Après une longue absence, Marie revient. Il fallait sans doute que la discrétion de la Mère de Dieu permît que s'élucident les brouillages du passé : tensions oecuméniques, inflation d'une dévotion exorbitante, sacralisation d'une condition féminine marquée par la dépendance, malentendus sur la sexualité... La réflexion engagée depuis le Concile comme le dialogue entre les Eglises ont permis d'avancer sur un terrain plus ferme et de joindre nos voix avec plus de discernement à celles de toutes les générations qui la proclament bienheureuse.
La redécouverte de la place de Marie dans le mystère du Christ et de l'Eglise a éclairé le jubilé de l'an 2000. Après cette ouverture d'un nouveau millénaire, la foi nous montre en elle la porte. Elle est la porte par où nous est venu le salut. Elle est aussi la porte d'espérance, au tournant d'un siècle grevé de violences et de désillusions. Au sein de l'Eglise elle-même, la figure de Marie semble bien répondre à certaines impasses actuelles.
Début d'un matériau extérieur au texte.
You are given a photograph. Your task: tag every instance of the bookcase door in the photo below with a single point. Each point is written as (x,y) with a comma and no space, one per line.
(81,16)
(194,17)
Devant le doute ou la crispation, le « oui » marial à la Parole que Dieu nous adresse à travers les événements est seul capable de rendre confiance : « Faites tout ce qu'il vous dira ! » Dans un monde où prévaut l'efficacité sur l'attention, la rationalité sur la relation, l'immédiat sur la patience, Marie rappelle que la véritable fécondité est de l'ordre de la grâce. « La dimension mariale de l'Eglise précède la dimension pétrinienne », a écrit Jean-Paul II. Autrement dit, l'Eglise est charismatique avant d'être hiérarchique. La figure de Marie affirme qu'au coeur de l'Alliance l'identité de l'Eglise est féminine.
Mais si Marie est figure de l'Eglise, c'est en tant qu'elle est une personne bien concrète, celle qui part en hâte visiter sa cousine Elisabeth, qui cherche angoissée avec Joseph leur enfant perdu à Jérusalem, qui intercède à Cana... Dans son oui, renouvelé jusqu'à la croix, Marie est Israël en personne « Bienheureuse, toi qui as cru ! » La béatitude prend en elle visage humain. Le « mariai » est personnalisant ; il préserve la foi de la gnose et la charité de l'activisme. Il nous fait aimer l'Eglise non comme une abstraction — les abstractions, a-t-on dit, n'ont pas besoin de mère — mais comme une communion de personnes.
Ainsi, le retour à une « dévotion mariale » authentique, dégagée des dérives doctrinales et des exubérances sentimentales, peut purifier l'Eglise d'une rationalité desséchante comme d'une agitation inquiète, pour la faire entrer plus joyeuse et plus confiante dans le temps que Dieu lui donne.